Any comments please.


----------



## AmtrakBlue (Apr 17, 2017)

Never done it myself, but it is part of their job duties to get meals for those who want to eat in their rooms. So, please, don't feel guilty.


----------



## Sauve850 (Apr 17, 2017)

I have traveled a lot and have only requested a meal a couple of times on trips. Both times on the CZ as breakfast had a long wait ( I slept late) . I called the sca and traded him breakfast for me making up the bedroom. My meal came quickly both times  Even though I traded I did tip.

I don't care to eat alone as the dining experience is usually a good time.


----------



## PVD (Apr 17, 2017)

No, it is your option. For some people it isn't an option because of mobility issues. Someone not feeling well may be doing everyone a favor staying in their room. I like eating communally, some people don't. Your call.


----------



## BCL (Apr 17, 2017)

If that's what you want, you will be accommodated. It might even be a benefit for the dining car staff if the seating is heavily impacted.

If you do choose to eat in the dining car, it is by design a social thing. They will do what they can to fill up every table with 4 people, and generally won't accept requests to dine alone. I've been at tables with 4 single passengers and one with 2 pairs. They might also mix up the type of passengers, as I was in coach with my kid, while the other couple at our table were in sleepers.


----------



## FormerOBS (Apr 18, 2017)

It's not rude. It's done all the time, for any number of reasons.

The SCA has other duties and may not be able to accommodate you at the exact time you wish, but he or she will come as close as possible. To help the SCA get the job done efficiently, it's best to provide as much advance notice as possible. You mentioned that the SCA seemed to be very busy. There are times when the pace is slow, but just about every trip has times when the pace is brisk for the SCA, whether it is apparent to you or not. It's all a normal part of the job.

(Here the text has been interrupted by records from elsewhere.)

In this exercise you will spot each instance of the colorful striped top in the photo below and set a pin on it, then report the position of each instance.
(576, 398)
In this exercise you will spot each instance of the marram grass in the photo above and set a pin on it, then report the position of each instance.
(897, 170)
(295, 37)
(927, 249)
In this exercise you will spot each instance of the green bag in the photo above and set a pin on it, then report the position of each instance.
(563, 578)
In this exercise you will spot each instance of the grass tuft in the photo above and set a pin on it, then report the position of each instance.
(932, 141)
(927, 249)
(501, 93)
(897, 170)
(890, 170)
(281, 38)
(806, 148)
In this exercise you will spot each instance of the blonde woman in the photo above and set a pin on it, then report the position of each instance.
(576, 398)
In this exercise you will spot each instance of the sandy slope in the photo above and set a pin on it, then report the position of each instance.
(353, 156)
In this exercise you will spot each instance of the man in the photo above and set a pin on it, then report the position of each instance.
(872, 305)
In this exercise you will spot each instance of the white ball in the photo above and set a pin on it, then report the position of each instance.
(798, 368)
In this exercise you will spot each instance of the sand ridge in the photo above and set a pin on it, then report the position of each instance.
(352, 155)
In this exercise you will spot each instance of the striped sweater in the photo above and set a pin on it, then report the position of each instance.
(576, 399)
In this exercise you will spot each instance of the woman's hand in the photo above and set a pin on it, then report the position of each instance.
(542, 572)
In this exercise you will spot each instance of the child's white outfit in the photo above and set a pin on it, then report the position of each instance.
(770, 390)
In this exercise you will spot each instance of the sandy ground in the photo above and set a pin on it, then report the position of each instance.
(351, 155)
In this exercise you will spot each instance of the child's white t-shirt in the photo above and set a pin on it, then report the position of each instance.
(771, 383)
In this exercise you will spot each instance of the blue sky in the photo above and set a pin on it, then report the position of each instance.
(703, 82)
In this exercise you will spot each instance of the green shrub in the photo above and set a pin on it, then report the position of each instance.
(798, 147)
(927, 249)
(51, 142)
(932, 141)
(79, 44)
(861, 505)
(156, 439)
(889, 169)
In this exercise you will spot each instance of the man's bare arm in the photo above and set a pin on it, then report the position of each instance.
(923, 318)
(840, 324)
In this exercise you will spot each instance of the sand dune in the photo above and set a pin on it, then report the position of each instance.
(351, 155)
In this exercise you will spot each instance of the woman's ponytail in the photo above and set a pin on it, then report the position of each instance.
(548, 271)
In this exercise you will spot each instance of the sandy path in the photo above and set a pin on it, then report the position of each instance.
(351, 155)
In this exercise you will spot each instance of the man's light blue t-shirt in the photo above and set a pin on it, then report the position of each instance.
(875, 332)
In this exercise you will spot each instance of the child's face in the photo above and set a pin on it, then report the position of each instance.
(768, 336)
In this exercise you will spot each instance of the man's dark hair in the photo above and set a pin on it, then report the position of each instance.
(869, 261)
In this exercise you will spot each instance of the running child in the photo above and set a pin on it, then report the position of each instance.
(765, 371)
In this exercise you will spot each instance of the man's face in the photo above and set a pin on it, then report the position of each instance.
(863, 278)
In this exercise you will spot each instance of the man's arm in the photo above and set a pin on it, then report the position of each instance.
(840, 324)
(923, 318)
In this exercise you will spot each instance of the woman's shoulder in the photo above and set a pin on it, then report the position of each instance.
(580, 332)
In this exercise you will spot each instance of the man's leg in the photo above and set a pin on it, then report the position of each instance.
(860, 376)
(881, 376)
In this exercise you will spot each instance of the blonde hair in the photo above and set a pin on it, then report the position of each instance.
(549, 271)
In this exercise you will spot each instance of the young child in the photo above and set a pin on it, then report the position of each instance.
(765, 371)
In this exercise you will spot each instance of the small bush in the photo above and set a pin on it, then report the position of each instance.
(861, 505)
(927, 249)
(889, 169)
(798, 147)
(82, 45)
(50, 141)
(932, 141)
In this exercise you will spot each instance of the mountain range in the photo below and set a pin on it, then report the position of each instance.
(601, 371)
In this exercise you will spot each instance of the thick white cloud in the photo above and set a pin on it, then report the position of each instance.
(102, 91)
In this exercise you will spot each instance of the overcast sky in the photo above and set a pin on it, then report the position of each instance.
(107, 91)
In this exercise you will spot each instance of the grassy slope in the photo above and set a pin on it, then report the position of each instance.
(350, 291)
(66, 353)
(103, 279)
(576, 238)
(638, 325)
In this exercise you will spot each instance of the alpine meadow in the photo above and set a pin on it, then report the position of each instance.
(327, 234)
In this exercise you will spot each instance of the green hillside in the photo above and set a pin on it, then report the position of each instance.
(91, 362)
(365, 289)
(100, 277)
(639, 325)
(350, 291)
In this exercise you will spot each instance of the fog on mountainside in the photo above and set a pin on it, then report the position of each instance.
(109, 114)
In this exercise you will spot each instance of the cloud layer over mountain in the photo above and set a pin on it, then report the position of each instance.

The SCA will have to leave the sleeper and go to the diner to pick up the meal, carry it through the moving cars to you, and clean up and dispose of everything after the cleanup. This takes time, effort, and planning, so a reward in the form of a nice tip, is always appreciated.

Tom


----------



## Anderson (Apr 19, 2017)

I think I've had my meal brought to me on 3-4 occasions over the years. Now, most of these were cases where the train was a little late (usually 15-30 minutes) and the SCA ordered a meal for me and brought it right after boarding (since the diner was closed but would've been open when I boarded) but I think I ordered a meal in my room once when I was under the weather.

In general, I'd say tossing the SCA the tip the dining car staff would've gotten is sufficient for any "hassle".


----------



## Manny T (Apr 19, 2017)

It's not rude at all. It's within the SCA's duties to bring meals to anyone in the car that wants to eat in their room. The best thing is to be somewhat flexible about the timing, since indeed the SCA may have other things to do. I've always found the meals will come in a pretty timely fashion.

As an alternative, you can go to the dining car and request your meal "to go." The only awkward thing about this is having to wait around till it's ready, but I've done it on occasion and it works. You can go to the lounge or back to your room and return to the diner to pick it up in 5-10 mins. I wouldn't necessarily recommend doing this, but it works in a pinch.

In my experience, there are plenty of occasions on Amtrak when feeling "anti-social" is a normal reaction to something or someone, and there is no need to feel guilty about not wanting to socialize in the dining car or elsewhere. It's your choice. This isn't grammar school.


----------



## Dakota 400 (Apr 19, 2017)

I don't think such a request is rude. But, I would enjoy "dinner in the diner" more than "dinner in my roomette". I enjoy the social side that Amtrak dining usually provides.


----------



## Lonestar648 (Apr 20, 2017)

Eating in your room or at your seat is not rude. Personally, I love watching the scenery go by as I eat, especially the sun coming up in the morning or going down in the evening. In the evening, The DC has special Dinner meals for Coach Passengers, or they did a few months ago, that are all inclusive and at a lower price.


----------



## TinCan782 (Apr 20, 2017)

Not rude at all. If the dining car is more than 2 cars distant (becomes difficult for my wife to make the trek), we will have the SCA bring our meals. We leave the timing to his schedule during meal hours. When we can, we do enjoy the visiting while having meals in the diner.

We add to the SCA's tip accordingly.

Don't feel "guilty"...enjoy the meal and above all, enjoy the trip!


----------



## SP&S (Apr 21, 2017)

Every time I take the train I see the SCA's taking meals back to the sleepers. It's not uncommon and not rude at all.

Rude is bringing in odoriferous food, durian anybody?


----------